The idea of merger comes into play when there are only limited ways in which to express an idea, then it is said that the idea and expression have "merged." When merger has occurred, either the work is not copyright eligible at all or the copyright is "thin" which means any copying has to be close to identical before it would be considered infringing. [2] An example of this is photos of useful articles or monuments.

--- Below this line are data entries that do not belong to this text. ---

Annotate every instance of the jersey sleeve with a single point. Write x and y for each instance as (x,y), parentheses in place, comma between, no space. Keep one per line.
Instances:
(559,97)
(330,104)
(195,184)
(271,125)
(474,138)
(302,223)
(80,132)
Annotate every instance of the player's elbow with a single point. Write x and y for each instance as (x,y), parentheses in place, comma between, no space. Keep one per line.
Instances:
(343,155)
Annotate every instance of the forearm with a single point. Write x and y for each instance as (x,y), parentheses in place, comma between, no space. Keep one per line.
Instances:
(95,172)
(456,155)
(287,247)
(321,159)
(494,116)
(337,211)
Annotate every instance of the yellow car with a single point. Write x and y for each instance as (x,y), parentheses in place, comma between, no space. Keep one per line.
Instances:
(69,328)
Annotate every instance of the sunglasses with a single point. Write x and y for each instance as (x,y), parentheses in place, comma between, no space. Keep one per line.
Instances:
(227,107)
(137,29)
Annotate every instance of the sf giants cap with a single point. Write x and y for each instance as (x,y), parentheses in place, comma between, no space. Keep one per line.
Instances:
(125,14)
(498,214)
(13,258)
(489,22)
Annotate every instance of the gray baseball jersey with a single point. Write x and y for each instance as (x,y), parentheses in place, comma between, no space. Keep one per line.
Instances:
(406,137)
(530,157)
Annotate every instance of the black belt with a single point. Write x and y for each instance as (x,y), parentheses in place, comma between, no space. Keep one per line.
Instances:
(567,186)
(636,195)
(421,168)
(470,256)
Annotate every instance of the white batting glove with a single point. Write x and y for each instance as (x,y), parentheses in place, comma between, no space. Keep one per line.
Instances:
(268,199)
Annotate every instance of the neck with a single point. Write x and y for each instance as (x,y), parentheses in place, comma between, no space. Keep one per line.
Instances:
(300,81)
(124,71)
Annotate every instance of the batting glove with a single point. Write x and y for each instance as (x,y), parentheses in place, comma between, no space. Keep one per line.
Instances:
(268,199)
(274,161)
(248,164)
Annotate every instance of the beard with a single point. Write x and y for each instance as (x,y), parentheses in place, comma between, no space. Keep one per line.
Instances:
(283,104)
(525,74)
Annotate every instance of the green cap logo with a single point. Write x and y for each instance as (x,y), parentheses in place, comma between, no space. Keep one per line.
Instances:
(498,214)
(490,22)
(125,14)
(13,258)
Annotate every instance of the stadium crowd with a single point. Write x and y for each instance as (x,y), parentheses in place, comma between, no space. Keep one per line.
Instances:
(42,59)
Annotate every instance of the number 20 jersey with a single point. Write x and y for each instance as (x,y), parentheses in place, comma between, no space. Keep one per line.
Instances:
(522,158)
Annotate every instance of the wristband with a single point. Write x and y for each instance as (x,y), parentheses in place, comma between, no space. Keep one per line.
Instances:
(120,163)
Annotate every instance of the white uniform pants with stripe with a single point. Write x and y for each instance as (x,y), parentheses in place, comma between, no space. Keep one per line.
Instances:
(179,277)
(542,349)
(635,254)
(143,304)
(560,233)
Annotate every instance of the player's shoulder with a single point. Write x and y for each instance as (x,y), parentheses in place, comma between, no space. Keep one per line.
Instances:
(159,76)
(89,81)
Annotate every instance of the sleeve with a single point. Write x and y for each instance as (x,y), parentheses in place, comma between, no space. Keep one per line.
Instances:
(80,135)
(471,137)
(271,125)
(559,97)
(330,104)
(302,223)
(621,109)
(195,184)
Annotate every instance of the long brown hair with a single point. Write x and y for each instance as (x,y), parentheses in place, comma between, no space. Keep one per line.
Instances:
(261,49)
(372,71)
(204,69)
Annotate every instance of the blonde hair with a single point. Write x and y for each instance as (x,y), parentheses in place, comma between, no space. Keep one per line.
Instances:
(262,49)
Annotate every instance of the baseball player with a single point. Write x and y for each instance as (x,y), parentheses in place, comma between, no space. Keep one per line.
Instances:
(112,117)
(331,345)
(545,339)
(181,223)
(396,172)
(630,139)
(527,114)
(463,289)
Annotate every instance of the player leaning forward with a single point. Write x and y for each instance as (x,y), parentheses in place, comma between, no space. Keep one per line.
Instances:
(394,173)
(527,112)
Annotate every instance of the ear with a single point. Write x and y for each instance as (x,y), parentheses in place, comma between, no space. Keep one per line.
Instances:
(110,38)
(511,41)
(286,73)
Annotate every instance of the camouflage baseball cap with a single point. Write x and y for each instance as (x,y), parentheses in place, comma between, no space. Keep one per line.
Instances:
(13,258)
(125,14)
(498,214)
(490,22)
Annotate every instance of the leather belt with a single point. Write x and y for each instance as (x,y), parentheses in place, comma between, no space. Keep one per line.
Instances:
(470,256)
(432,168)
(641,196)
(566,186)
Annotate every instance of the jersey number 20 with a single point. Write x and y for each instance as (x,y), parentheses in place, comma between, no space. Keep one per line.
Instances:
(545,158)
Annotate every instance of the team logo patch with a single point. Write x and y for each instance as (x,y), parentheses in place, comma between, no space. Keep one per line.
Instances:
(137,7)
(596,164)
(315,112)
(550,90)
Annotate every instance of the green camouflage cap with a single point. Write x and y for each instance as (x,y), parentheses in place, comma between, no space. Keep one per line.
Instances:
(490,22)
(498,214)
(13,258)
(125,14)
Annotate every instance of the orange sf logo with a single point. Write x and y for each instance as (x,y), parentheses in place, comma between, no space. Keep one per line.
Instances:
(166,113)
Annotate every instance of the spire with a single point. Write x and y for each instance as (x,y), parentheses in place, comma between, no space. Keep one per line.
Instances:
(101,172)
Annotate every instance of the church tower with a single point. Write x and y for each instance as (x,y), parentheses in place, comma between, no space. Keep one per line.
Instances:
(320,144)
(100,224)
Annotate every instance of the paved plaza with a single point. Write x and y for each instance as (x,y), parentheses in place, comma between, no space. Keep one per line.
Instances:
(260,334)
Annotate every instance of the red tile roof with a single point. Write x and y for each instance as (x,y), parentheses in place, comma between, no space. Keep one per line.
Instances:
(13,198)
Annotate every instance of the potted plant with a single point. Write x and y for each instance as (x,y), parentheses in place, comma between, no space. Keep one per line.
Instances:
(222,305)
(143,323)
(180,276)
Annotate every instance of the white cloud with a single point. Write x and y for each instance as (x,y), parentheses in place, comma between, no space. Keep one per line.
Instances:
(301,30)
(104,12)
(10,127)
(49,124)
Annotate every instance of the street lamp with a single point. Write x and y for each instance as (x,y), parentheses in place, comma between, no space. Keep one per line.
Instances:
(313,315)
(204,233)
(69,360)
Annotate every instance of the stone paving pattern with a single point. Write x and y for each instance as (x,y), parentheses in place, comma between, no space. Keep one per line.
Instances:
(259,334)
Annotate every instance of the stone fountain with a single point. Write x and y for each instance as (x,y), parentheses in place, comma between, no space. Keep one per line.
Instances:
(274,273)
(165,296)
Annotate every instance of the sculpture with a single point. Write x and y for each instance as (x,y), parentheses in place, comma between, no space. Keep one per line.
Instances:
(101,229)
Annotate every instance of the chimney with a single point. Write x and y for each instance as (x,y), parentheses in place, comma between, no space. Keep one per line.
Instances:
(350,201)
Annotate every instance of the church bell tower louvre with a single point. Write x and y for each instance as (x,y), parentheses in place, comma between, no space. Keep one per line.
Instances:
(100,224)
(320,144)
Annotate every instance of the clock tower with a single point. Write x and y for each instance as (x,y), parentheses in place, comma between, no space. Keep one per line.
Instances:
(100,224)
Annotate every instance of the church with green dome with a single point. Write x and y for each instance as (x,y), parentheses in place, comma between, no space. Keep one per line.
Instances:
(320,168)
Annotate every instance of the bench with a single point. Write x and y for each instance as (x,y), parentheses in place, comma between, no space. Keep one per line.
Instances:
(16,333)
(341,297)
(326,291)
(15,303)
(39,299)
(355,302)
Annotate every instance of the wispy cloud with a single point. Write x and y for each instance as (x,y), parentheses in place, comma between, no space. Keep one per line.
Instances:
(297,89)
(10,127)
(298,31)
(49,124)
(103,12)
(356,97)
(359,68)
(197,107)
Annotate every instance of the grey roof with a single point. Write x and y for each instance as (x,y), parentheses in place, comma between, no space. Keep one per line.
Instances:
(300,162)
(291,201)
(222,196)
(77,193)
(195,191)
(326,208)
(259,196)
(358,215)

For instance, if I take a picture of the Statue of Liberty (monument) or a spoon (useful article), I cannot claim that any similar photo is infringing as there are only so many ways to depict such items.
If you are in a situation where you know you did not copy from the person accusing you and there are only so many ways in which to express the idea in the work at issue, this defense may be applicable.
First Sale Doctrine
The first sale doctrine, written into the Copyright Act, limits the right of distribution. Normally, only a copyright holder would have the right to sell or distribute their work to the public but the first sale doctrine limits this right. This doctrine is what allows all of us to sell our used books, artwork, DVDs, old records, etc. If you have legally obtained a copyrighted item, you are generally allowed to sell that item.
So, if you have received a copyright notice that is related to an item that you are simply reselling with no alterations, the first sale doctrine may cover that use.
De Minimus Use
De minimus is latin for "of minimum importance" or "trifling." In the copyright realm, it refers to copying that is so minor that the law offers no remedy for it. So, even if copying is admitted, in order to be actionable, that copying has to be substantial. If the "average audience would not recognize the appropriation" then it may de minimus. [3] For instance, this defense has been used successfully in situations where three notes of a song were copied [4] and where artwork appeared without permission on television shows but were not shown for very long or were barely observable. [5]
I discuss a few more defenses in my book but these are the main ones. To have a defensible reason to file a counterclaim to a DMCA notice, you have to have a good faith belief that one of these defenses applies to your situation.
[1] Feist Publications, Inc. v. Rural Telephone Service Company, Inc., 499 U.S. 340, 345 (1991).
[2] Ets-Hokin v. Skyy Spirits, Inc., 225 F.3d 1068 (9th Cir. 2000).
[4] Id.
[5] Gayle v. Home Box Office, Inc., No. 1:17-cv-05867, mem. op. (S.D.N.Y., May 1, 2018); Sandoval v. New Line Cinema Corp., 147 F. 3d 215 (2nd Cir. 1998); Gottlieb Development LLC v. Paramount Pictures, 590 F. Supp. 2d 625 (S.D.N.Y. 2008).